KODE ETIK PROFESI
Manfaat Kode Etik Profesi
Munro dalam Peter W.F.Davies
(1997:97-106), menegaskan, sekurang-kurangnya terdapat empat manfaat kode etik
profesi.
1.
Kode etik profesi
dapat meningkatkan kredibilitas korporasi atau perusahaan. Adanya kode etik
profesi, secara internal mengikat semua pihak dengan norma-norma moral yang
sama sehingga akan mempermudah pimpinan untuk mengambil keputusan dan kebijakan
yang sama untuk kasus-kasus sejenis. Hal ini dengan sendirinya akan
meningkatkan kredibilitas perusahaan baik secara internal maupun eksternal.
2.
Kode etik profesi
menyediakan kemungkinan untuk mengatur dirinya sendiri, bagi sebuah korporasi
dan bisnis-bisnis pada umumnya. Pada aras ini, kode etik profesi dapat
mendewasakan sebuah korporasi dalam arti kode etik profesi dapat membantu semua
yang terlibat secara internal dalm korporasi itu untuk meminimalisir
ketimpangan-ketimpangan yang biasanya terjadi pada masa sebelum ada kode etik
profesi. Pada tataran kongret, hadirnya kode etik profesi dapat meminimalisir
campur tangan pemerintah khususnya dalam ikatannnya dengan kasus-kasus
ketenagakerjaan dan prosedur perdagangan.
3.
Kode etik profesi
dapat menjadi alat atau sarana untuk menilai dan mengapresiasi tanggung jawab
sosial perusahaan. Dari segi efisiensi, rumusan dalam kode etik profesi
mengenai tanggung jawab sosial perusahaan hendaknya tidak terlalu umum.
Sebaliknya, harus disertai dengan keterangan yang cukup agar menghindarkan
korporasi atau perusahaan dari kecenderungan untuk melaksankan tanggung jawab
sosial hanya pada tataran minmal.
4.
Kode etik profesi
merupakan alat yang ampuh untuk menghilangkan hal-hal yang belum jelas
menyangkut norma-norma moral, khususnya ketika terjadi konflik nilai, misalnya
menerima dan mempekerjakan seorang ibu yang telah berusia 60 tahun dengan
alasan inu itu tidak memiliki siapa-siapa lagi yang dapat menjadi sandaran
hidupnya.
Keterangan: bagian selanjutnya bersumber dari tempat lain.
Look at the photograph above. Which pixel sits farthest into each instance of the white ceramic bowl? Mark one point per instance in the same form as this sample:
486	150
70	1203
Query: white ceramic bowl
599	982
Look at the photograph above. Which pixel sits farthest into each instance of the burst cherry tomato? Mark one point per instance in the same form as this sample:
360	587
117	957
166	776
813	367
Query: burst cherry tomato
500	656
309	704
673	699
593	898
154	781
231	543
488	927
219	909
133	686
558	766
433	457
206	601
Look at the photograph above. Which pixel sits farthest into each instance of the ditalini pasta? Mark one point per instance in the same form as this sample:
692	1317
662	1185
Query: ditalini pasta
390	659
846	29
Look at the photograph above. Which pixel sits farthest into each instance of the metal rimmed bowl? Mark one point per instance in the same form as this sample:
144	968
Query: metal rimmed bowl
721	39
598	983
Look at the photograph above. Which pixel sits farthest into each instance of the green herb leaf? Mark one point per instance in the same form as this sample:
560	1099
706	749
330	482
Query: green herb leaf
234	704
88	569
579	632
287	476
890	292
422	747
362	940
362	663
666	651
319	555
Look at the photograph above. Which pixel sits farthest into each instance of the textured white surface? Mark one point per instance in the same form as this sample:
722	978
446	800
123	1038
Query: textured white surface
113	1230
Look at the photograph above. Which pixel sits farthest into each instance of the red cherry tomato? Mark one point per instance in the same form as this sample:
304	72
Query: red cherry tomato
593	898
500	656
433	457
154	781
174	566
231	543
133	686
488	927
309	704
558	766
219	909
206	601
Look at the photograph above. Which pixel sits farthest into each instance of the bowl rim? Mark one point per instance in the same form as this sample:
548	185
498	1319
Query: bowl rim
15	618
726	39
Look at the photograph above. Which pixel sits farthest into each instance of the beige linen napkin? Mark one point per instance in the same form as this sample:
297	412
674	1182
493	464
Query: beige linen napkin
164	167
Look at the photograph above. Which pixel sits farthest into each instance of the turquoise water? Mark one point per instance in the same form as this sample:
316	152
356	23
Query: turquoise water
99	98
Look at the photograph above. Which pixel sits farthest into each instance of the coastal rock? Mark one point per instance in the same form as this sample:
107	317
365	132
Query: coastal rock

Menurut ketentuan perundang-undangan di bidang ketenagakerjaan, tentu
perusahaan tidak diperkenankan mempekerjakan ibu tersebut. Namun, apakah
seorang pengusaha boleh menerima dan mempekerjakan
ibu tersebut atas dasar empati dan ibadah? Apakah pebisnis atau pengusaha dapat
menerima dan pekerjakan ibu tersebut atas nama kepedulian moral?
Jawaban atas persoalan di atas merupakan wilayah virtue ethics atau etika
keutamaan, bukan etika profesi. Pada tataran virtue ethics atau etika
keutamaan, pengusaha memiliki kewajiban moral untuk membantu sesama yang patut
dibantu. Alasannya semata-mata urusan moral. Sebagai makhluk yang bermoral,
manusia wajib membantu sesamanya yang menderita apalagi seorang tua yang tidak
memiliki siapa-siapa sebagai sandaran hidup. Dengan demikian, para tataran
moral pebisnis atau penguasaha wajib membantu orang tersebut dalam posisinya
sebagai manusia yang baik, bukan sebagai seorang pebisnis yang baik. Refleksi
kritis atau etika akan memapukannya untuk membuat pertimbangan-pertimbangan
kritis dan mengambil langkah yang tepat untuk membantu ibu tersebut, misalnya,
pengusaha dapat membantu ibu tersebut dengan memberikan pekerjaan yang tidak
secara langsung menyentuh atau berhubungan dengan perusahaan atau korporasinya.
Dengan menjadi pembantu di rumahnya dapat menjadi alternatif yang pas untuk
itu. Pada tataran ini, etika, khususnya kode etik profesional, dapat membantu
seorang pebisns mengambil langkah yang tepat ketika menghadapi konflik nilai
yang sering terjadi pada tataran praktis.
Keempat kriteria di atas jika diterapkan secara konsisten dan konsekuen
akan menjadi kode etik profesi yang berlaku efektif. Berlaku efektif di sini
sama sekali tidak berarti bahwa semua yang terkait melaksanakannya karena takut
di kenai sanksi atau karena terpaksa.